Sagen in der Kunst- & Handwerksstrasse der Region Urfahr-West

Sage um die Zerstörung von Lichtenhag (Das letzte Fräulein von Eidenberg)
Autor: Leopold Sieß



Vor gerade 500 Jahren war eine unruhige Zeit auf ihrem Höhepunkt. Drüber der Donau war die Sekte der Waldenser erledigt worden. Zu Steyr hat man hundert verbrannt, viele mit lebenslänglichem Kerker bestraft oder mit einem Kreuz als Schandmal gebrandmarkt. Pest, Überschwemmungen, Hungersnöte und Teuerung hatten das Land heimgesucht. Der Zwist unter den habsburgischen Herzögen hatte eine Rechtsunsicherheit geschaffen, in der das Faustrecht blühte und sich jeder als selbständiger Herrscher fühlte.

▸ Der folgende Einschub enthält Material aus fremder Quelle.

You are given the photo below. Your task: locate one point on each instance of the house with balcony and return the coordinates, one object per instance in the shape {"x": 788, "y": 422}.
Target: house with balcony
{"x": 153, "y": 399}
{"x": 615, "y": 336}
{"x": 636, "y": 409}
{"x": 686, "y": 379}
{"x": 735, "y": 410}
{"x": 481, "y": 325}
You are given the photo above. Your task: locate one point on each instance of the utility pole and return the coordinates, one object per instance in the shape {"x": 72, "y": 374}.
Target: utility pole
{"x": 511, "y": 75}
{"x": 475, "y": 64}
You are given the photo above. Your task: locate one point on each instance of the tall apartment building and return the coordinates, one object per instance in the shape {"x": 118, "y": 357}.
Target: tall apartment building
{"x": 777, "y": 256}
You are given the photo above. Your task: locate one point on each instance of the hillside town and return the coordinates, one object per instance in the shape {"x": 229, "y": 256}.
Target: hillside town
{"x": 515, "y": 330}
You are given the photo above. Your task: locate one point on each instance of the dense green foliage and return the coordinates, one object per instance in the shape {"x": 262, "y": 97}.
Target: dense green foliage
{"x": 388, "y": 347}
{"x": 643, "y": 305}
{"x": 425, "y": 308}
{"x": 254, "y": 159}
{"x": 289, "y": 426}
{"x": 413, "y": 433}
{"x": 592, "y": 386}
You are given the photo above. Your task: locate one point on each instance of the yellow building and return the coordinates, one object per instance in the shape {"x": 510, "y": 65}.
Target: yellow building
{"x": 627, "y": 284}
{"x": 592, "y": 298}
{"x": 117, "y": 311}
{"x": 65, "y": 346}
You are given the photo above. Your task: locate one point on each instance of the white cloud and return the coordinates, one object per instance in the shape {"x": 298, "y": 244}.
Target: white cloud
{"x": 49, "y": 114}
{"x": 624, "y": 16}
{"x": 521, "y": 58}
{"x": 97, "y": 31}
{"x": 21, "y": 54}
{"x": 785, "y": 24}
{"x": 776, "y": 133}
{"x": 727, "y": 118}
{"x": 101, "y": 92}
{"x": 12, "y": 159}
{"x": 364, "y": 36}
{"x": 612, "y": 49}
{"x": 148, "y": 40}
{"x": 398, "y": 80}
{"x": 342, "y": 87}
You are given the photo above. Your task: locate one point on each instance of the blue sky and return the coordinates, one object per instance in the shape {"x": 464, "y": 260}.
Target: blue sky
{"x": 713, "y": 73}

Im Mühlviertel wurde nach dem Beispiel König Wenzels und nicht allein bei den Einfällen der Hussiten „requiriert“ und geplündert. Es gab fast keine Burg, die nicht zur Raubritterfeste herabgesunken war. Auch auf Lichtenhag bei Gramastetten dürften damals Raubritter gehaust haben, was aber „böhmische Räuber“ nicht daran hinderte, die Feste zu plündern und niederzubrennen. Erst nach vielen Jahren wurde diese Burg von neuen Herren heimgesucht und aufgebaut und nach einigen Jahrzhenten abermals zerstört. Am Anfang des 17. Jh. war Lichtenhag jedenfalls schon Ruine.

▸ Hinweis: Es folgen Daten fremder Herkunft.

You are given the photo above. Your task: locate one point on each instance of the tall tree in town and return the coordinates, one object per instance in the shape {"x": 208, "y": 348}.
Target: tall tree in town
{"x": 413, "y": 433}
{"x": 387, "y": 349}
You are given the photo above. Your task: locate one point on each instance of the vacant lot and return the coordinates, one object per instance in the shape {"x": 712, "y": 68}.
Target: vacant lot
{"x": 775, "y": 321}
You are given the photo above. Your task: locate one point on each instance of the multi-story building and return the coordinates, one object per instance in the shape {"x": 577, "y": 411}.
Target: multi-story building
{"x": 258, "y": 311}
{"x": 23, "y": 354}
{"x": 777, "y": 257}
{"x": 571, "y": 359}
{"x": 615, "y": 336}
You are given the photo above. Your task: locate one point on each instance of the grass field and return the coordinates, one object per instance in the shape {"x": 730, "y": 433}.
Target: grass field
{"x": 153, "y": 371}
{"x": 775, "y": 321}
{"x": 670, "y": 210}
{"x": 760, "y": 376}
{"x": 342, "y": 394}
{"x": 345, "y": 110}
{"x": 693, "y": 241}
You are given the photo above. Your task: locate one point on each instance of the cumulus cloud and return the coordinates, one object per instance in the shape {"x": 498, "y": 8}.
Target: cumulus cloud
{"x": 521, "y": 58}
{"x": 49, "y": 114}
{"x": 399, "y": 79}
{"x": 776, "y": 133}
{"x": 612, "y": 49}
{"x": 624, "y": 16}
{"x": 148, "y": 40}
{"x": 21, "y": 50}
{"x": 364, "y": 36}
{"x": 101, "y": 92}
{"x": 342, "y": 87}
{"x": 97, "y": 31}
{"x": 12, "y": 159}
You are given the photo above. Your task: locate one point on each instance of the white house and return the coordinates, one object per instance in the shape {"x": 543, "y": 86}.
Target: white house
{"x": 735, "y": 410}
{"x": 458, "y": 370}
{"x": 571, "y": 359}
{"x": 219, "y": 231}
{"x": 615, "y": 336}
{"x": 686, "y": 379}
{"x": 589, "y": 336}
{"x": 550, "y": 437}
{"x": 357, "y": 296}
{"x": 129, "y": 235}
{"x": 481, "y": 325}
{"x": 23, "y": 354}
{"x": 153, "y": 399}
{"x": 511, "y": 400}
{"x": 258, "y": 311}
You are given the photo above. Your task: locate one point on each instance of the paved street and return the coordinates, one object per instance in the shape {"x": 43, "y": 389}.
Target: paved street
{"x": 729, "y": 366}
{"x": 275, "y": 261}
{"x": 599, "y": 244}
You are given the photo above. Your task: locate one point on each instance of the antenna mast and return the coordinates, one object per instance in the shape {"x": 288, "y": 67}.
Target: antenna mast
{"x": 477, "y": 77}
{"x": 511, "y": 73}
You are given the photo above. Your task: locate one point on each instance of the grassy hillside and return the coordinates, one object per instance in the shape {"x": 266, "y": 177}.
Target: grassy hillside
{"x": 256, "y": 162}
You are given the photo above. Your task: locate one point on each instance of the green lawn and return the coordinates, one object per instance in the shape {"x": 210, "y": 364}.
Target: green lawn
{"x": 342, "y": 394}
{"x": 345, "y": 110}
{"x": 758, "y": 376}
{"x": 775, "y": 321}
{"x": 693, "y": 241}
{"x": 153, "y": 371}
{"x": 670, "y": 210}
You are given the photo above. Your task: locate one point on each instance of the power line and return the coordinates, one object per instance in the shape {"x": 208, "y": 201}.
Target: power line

Die Sage berichtet anders. Sie stellt einen Räuberhauptmann mit Namen Tiege fest, der weit und breit gefürchtet war und sein Raubnest auf Lichtenhag hatte. Er war Herr über Leben und Tod für alle, die seinen Bereich betraten. Die armen leibeigenen Bauern haßten ihn nicht minder als die Ritter der Nachbarburgen, welche er ebenfalls ständig bedrohte. Das letzte Fräulein von Eidenberg beschloss einst, ihr Gelübde, eine Reise ins heilige Land, zu erfüllen. Zur Aussprache über ihr Testament nahm sie den Weg über Rottenegg, auf welcher Burg ihre nächsten Verwandten saßen.

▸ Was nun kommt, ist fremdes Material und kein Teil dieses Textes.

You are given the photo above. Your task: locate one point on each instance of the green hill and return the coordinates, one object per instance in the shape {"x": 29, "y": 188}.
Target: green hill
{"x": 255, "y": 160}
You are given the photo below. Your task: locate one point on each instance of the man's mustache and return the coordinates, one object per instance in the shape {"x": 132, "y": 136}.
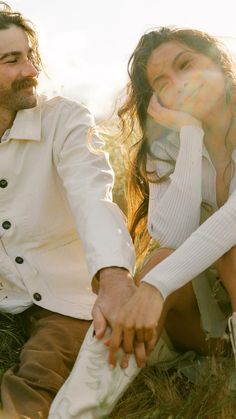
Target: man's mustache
{"x": 24, "y": 83}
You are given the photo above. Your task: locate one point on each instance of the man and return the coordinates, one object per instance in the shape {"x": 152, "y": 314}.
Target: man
{"x": 56, "y": 212}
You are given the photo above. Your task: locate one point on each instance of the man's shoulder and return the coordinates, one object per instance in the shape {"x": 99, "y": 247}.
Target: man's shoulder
{"x": 59, "y": 102}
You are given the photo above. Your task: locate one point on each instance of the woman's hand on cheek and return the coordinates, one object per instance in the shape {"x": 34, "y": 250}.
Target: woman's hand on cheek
{"x": 136, "y": 324}
{"x": 168, "y": 118}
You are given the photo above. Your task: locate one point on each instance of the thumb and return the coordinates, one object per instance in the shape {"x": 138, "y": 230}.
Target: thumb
{"x": 99, "y": 322}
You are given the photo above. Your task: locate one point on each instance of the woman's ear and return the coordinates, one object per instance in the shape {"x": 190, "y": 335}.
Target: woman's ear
{"x": 230, "y": 89}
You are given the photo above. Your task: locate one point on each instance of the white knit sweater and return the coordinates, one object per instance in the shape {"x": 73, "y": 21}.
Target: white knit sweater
{"x": 174, "y": 210}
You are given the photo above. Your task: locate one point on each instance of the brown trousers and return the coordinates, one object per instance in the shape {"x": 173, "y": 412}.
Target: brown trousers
{"x": 46, "y": 360}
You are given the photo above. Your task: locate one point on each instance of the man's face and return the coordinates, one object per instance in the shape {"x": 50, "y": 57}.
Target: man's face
{"x": 18, "y": 73}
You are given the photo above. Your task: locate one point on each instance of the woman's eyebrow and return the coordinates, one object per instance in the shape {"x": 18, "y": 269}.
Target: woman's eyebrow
{"x": 175, "y": 60}
{"x": 9, "y": 53}
{"x": 179, "y": 55}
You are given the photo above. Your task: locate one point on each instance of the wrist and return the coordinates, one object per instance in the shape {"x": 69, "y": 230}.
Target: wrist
{"x": 110, "y": 272}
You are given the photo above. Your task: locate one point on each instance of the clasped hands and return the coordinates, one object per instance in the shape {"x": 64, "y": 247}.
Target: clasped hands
{"x": 131, "y": 312}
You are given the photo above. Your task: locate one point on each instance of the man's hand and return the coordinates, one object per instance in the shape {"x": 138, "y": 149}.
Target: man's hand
{"x": 168, "y": 118}
{"x": 116, "y": 288}
{"x": 137, "y": 321}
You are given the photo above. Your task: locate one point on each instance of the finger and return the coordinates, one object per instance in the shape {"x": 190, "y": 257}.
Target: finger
{"x": 149, "y": 333}
{"x": 107, "y": 342}
{"x": 115, "y": 344}
{"x": 99, "y": 321}
{"x": 139, "y": 335}
{"x": 150, "y": 345}
{"x": 128, "y": 340}
{"x": 124, "y": 361}
{"x": 140, "y": 354}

Vergeblich warnte sie ihr Kaplan, entlang der Rodel zu reiten, wo Tiege in der Klamleiten den Weg unsicher machte. Tieges Knechte lauerten an allen Straßen. So leichte und schöne Beute hatten sie noch nie erhascht wie diesmal. Der Kaplan versuchte, sein Beichtkind zu schützen. Er wurde kurzerhand erschlagen. Das schöne Fräulein lieferten die Wegelagerer ihrem Herrn aus, der sich gleich Hals über Kopf in die junge Unschuld verliebte und sie bat, seine Frau zu werden. Sie aber lehnte ab. Kein Beteuern und Beschwören seiner Liebe half. Die Pilgerin blieb auch gegen jede Drohung hart, durch die Tiege schließlich das JA-Wort erzwingen wollte. Das reizte den verschmähten Räuber zu maßloser Wut. Er ließ die Gefangene vom Söller, von dem aus es fast senkrecht in die Tiefe ging, ins Tal der Rodel stoßen.

Gleich darauf zog sich ein gewaltiges Gewitter zusammen. Der erste Blitzstrahl fuhr in die Burg und erschlug Tiege. Ein Gefolgsmann der Ermordeten war nach Rottenegg geflohen, die Verwandten zu Rache aufzurufen. Wer nur eine Waffe tragen konnte, eilte gegen Lichtenhag, wo über den Tod des vom Himmel erschlagenen Herrn größte Verwirrung herrschte. Mühelos wurden alle Raubgesellen ausgehoben und an die nächsten Bäume geknüpft, die Burg selbst aber brannte bis auf die Mauern nieder.